The five core evaluation dimensions of KOR-Bench

The five core evaluation dimensions of KOR-Bench

  1. Operation: By redefining mathematical symbols and rules, the model's abstract computational ability is tested. For example, a new operator "※" is designed such that when a is a multiple of b, a※b=ba+2, and there are different calculation rules otherwise.
  2. Logic: Innovative logical symbol systems and reasoning rules are introduced to examine the model's formal logic reasoning ability. This includes multiple levels such as complex propositional logic, predicate logic, and modal logic.
  3. Cipher: Entirely new encryption and decryption rules are designed to test the model's ability to apply rules and transform information. This covers a range from simple substitution to complex multi-step encryption algorithms.
  4. Puzzle: Complex problems requiring multi-step reasoning are constructed to assess the model's problem-solving and strategy planning abilities. This includes variants of Sudoku, mazes, and combinatorial optimization problems.
  5. Counterfactual: Virtual scenarios and rules are created to test the model's reasoning ability in hypothetical situations, with a particular focus on whether the model can break free from the constraints of real-world knowledge.

3. Innovative Evaluation Methods and In-Depth Performance Analysis

KOR-Bench ensures the independence of evaluation tasks from pre-trained knowledge through rigorous mathematical definitions and experimental verification. In the evaluation framework, the research team introduced the Knowledge Impact Factor (β) to quantify the degree of knowledge interference. The purity of the evaluation is ensured through rule-knowledge decoupling measurement and rule centrality verification. This innovative evaluation method not only focuses on the accuracy of task completion, but also deeply analyzes the rationality of the reasoning process, the depth of rule understanding, and the innovativeness of the solution strategy. Through multi-level performance analysis, KOR-Bench can comprehensively evaluate the model's rule learning efficiency, reasoning chain integrity, and result reliability.

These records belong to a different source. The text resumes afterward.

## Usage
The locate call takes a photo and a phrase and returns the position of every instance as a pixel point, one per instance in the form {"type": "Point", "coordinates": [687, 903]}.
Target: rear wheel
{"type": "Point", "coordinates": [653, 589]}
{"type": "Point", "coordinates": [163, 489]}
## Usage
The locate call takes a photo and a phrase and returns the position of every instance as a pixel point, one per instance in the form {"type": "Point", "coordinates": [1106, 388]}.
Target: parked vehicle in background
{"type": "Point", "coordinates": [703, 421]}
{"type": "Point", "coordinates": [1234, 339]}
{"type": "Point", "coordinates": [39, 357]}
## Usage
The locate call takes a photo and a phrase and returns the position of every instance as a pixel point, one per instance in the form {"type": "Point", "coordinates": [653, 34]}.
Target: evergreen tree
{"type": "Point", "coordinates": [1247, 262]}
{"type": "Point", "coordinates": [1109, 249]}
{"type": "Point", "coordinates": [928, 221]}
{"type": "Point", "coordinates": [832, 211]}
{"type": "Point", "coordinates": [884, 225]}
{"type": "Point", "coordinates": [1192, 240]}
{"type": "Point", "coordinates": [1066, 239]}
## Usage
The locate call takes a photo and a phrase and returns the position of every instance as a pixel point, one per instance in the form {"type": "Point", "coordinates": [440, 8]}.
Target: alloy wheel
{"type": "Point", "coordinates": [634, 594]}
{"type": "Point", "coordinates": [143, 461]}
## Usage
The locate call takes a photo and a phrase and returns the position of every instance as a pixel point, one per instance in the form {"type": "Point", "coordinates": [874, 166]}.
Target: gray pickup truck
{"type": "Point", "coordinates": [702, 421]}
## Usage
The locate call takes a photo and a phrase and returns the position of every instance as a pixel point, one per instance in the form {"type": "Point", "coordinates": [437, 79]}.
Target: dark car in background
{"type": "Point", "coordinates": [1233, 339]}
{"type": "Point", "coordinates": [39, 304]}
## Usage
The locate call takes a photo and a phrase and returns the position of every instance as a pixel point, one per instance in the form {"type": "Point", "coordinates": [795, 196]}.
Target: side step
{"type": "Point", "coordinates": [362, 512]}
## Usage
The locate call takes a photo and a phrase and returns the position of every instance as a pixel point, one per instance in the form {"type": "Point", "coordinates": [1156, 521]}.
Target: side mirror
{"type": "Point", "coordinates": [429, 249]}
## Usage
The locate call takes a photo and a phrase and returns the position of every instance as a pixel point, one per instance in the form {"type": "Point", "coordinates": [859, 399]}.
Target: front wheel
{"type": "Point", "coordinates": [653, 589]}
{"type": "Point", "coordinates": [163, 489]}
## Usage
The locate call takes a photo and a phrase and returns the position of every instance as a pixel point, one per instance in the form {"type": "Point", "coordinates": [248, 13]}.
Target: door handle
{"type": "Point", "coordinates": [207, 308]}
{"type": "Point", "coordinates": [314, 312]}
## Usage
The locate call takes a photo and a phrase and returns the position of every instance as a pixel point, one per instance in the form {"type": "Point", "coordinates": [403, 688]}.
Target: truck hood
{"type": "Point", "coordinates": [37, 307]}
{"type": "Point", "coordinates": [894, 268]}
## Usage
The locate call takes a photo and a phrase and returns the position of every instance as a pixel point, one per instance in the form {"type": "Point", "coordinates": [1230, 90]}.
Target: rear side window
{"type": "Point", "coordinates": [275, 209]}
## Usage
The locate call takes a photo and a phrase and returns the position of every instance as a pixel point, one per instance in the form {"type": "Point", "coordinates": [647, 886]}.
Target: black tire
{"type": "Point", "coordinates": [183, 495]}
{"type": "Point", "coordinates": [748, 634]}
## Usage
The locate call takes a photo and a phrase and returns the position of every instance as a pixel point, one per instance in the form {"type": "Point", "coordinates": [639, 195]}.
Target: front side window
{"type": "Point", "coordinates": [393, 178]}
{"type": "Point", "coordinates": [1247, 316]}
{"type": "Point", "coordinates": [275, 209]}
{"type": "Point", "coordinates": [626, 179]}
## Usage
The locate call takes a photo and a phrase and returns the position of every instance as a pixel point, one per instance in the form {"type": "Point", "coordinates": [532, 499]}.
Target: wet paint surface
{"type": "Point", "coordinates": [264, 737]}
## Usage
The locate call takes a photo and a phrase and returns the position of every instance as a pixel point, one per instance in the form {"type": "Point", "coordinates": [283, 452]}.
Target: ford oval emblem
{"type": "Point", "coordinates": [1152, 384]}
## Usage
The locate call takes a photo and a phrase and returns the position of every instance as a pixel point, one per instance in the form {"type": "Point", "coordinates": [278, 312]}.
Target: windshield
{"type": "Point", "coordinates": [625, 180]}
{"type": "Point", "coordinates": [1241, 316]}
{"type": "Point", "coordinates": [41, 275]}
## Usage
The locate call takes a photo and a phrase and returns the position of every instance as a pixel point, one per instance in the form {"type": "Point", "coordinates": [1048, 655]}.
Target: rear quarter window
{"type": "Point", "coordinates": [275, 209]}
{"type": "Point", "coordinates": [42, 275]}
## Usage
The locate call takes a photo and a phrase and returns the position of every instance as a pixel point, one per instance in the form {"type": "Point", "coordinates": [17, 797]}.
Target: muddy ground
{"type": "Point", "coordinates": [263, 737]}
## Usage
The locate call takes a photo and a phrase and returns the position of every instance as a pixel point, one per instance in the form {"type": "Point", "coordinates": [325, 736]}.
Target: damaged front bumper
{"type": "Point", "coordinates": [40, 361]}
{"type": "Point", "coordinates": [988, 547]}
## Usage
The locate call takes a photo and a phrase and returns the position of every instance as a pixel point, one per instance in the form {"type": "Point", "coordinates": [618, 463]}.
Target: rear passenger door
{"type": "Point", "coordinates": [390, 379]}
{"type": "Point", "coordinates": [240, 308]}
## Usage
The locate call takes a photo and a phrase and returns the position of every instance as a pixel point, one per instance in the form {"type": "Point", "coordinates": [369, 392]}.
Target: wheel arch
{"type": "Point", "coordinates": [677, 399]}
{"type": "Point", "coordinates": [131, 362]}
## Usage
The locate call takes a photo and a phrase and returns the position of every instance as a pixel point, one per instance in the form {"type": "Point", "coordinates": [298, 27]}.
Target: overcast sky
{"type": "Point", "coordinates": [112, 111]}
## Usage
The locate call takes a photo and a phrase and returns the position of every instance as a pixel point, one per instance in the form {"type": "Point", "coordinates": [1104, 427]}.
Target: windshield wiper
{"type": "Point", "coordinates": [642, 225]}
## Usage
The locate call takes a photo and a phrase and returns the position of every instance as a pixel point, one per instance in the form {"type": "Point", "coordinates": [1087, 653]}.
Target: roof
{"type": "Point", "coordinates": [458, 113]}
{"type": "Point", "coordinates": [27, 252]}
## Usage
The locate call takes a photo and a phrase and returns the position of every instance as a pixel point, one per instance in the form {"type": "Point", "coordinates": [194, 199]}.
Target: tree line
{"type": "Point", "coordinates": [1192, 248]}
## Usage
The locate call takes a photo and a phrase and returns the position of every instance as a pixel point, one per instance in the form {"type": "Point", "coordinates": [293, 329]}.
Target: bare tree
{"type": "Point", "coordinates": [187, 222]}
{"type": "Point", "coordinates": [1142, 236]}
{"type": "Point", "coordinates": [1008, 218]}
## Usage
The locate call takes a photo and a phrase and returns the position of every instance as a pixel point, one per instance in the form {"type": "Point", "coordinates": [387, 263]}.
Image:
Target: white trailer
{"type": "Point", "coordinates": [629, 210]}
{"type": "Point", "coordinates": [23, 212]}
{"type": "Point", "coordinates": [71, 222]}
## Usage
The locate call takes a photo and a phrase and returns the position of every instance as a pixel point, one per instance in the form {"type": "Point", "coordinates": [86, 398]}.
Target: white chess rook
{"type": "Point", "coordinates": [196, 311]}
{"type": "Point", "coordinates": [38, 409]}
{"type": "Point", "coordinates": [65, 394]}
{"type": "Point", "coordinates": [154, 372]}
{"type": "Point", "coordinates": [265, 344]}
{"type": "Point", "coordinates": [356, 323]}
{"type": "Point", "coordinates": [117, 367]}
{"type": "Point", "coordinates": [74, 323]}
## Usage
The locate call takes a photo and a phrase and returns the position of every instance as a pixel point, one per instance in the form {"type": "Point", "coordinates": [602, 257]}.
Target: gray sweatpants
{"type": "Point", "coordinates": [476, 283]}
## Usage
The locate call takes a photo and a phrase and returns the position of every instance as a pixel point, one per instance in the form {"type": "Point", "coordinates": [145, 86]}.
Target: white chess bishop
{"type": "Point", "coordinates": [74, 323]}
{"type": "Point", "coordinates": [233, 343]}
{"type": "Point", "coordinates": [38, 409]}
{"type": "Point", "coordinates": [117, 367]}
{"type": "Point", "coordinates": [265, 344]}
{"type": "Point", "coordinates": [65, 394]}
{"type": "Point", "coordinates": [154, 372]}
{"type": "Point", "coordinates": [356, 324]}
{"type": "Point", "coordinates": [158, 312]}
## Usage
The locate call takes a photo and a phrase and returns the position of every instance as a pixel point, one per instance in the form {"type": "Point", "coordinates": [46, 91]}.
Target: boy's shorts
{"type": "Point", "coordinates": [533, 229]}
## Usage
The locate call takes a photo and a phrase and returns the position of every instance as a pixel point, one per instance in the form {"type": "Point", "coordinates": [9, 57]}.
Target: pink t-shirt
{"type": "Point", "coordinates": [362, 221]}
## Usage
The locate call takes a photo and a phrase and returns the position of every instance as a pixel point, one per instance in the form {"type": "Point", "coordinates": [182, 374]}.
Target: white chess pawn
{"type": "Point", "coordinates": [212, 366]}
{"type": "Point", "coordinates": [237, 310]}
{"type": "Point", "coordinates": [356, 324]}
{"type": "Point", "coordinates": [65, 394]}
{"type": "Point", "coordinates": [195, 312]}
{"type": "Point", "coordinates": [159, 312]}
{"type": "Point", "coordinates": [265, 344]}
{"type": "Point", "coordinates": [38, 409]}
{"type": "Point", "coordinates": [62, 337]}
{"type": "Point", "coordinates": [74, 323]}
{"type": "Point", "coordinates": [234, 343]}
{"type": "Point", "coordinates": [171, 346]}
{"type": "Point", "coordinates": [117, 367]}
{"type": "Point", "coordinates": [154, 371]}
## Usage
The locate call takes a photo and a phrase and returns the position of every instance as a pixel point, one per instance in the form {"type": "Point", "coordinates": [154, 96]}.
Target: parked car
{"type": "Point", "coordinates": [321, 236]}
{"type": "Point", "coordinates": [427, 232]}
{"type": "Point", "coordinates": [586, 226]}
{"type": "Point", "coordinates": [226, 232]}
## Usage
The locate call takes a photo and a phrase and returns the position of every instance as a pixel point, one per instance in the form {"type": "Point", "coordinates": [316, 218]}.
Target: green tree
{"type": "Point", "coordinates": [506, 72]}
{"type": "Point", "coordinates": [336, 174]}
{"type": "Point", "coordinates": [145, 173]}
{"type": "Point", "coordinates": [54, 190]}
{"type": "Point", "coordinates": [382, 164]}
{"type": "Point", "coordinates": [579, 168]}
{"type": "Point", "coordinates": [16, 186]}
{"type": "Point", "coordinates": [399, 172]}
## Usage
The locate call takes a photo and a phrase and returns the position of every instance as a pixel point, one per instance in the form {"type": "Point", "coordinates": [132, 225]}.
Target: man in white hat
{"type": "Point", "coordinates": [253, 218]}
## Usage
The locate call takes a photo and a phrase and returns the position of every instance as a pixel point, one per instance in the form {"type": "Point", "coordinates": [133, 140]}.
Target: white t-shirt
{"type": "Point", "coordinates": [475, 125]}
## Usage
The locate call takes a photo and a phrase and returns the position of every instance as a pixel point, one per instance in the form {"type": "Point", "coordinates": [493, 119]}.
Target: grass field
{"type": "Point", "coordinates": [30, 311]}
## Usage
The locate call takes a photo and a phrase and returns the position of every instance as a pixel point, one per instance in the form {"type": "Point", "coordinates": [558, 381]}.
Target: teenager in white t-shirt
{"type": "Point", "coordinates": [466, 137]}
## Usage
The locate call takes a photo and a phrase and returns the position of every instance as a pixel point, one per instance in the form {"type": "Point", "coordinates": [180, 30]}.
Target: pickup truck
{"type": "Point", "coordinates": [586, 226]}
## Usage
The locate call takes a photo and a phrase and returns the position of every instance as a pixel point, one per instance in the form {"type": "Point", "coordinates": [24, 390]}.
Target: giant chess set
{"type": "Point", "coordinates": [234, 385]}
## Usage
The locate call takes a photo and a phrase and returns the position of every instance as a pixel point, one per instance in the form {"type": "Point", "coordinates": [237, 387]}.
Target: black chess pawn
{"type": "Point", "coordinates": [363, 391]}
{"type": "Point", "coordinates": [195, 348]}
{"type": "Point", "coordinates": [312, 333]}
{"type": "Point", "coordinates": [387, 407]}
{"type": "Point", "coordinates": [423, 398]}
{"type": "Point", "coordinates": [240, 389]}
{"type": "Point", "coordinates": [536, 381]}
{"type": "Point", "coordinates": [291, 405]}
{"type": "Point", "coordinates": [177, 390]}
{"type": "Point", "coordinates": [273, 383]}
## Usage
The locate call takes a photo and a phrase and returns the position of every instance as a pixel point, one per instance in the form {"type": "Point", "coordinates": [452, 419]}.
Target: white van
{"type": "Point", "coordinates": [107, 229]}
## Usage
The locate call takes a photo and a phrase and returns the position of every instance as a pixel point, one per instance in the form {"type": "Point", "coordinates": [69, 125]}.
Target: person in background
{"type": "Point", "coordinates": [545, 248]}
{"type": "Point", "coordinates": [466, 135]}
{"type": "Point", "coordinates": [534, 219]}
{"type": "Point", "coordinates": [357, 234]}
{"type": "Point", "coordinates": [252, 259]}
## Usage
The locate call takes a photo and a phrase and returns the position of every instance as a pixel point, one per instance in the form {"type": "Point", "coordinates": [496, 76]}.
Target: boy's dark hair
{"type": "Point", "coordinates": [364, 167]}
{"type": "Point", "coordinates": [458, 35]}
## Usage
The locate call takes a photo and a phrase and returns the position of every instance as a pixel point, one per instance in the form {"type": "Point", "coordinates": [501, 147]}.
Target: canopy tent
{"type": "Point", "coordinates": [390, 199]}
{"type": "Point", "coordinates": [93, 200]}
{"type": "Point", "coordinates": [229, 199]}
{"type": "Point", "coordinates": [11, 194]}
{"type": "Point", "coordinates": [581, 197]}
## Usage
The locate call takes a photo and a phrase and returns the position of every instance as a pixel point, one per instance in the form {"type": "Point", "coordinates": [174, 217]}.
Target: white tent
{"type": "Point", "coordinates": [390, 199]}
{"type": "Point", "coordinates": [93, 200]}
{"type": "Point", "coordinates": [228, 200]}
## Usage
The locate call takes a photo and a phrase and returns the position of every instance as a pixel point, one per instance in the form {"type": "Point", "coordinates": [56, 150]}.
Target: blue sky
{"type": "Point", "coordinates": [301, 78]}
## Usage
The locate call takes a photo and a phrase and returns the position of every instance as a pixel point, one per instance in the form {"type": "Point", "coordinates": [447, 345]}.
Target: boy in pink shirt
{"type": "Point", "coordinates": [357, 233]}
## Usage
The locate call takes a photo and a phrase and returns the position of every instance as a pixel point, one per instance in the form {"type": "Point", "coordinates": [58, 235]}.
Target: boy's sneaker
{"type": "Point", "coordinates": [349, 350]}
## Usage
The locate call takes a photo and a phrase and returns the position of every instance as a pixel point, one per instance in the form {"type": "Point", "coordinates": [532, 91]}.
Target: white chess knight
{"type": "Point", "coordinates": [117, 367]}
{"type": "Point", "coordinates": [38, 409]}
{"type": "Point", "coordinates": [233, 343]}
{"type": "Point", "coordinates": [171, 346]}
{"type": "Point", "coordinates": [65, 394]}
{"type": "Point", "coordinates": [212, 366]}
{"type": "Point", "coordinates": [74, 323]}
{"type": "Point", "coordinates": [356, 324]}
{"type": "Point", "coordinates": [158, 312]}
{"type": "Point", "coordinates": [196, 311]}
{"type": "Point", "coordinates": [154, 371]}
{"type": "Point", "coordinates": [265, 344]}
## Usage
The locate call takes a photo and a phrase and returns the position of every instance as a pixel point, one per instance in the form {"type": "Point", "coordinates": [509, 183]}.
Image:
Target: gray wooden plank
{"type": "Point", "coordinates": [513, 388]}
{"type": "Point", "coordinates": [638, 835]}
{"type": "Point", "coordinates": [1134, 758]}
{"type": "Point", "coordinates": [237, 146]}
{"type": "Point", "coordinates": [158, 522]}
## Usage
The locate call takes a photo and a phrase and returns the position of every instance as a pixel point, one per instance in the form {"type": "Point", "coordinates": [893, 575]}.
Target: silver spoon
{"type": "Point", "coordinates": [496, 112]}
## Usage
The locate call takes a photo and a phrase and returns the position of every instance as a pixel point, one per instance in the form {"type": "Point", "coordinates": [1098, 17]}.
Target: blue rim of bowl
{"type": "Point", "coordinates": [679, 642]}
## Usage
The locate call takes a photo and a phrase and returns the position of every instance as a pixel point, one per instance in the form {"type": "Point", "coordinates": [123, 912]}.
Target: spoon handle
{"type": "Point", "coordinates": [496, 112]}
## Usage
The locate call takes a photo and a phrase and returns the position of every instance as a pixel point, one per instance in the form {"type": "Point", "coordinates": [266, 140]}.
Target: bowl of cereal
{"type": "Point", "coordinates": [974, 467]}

The data construction process of KOR-Bench

The data construction process of KOR-Bench

In practical evaluation, the current optimal models *o1-Preview and o1-Mini achieved accuracy rates of 72.88% and 70.16%, respectively. Meanwhile, the performance of Claude-3.5-Sonnet (58.96%) and GPT-4o (58.00%) revealed the limitations of existing technologies. Particularly in high-difficulty tasks such as encryption and puzzle reasoning, even top-tier models showed significant capability bottlenecks. ( *As of the latest models at the time of the paper's release on October 9, 2024) These results not only quantify the boundaries of current AI systems' reasoning capabilities but also point the way for future improvements.

KOR-Bench provides a unified standard for reasoning capability evaluation and a reproducible evaluation process, offering a reliable basis for performance comparison among models. In terms of technological development, KOR-Bench helps researchers accurately identify model capability weaknesses, guiding algorithm optimization and effectively promoting the improvement of pure reasoning capabilities. Meanwhile, its potential applications are gradually emerging in model selection decisions, educational training evaluations, and academic research innovations.

Looking to the future, KOR-Bench will continue to evolve. By expanding the scale and diversity of the dataset, introducing parametric rule generation, and deepening the evaluation of reasoning layers, it will continuously enhance its evaluation capabilities. With the development of multimodal evaluation capabilities, KOR-Bench will play an assessment value in a wider range of fields.

As a participant in this pioneering project, 2077AI played a significant role in the construction and validation of the evaluation framework. Our technical team was deeply involved in the formulation and optimization of evaluation standards, making important contributions, especially in verifying model performance and analyzing results. By open-sourcing and sharing this innovative achievement, 2077AI looks forward to working with the entire AI community to further advance reasoning capability evaluation and contribute to building more powerful artificial intelligence systems.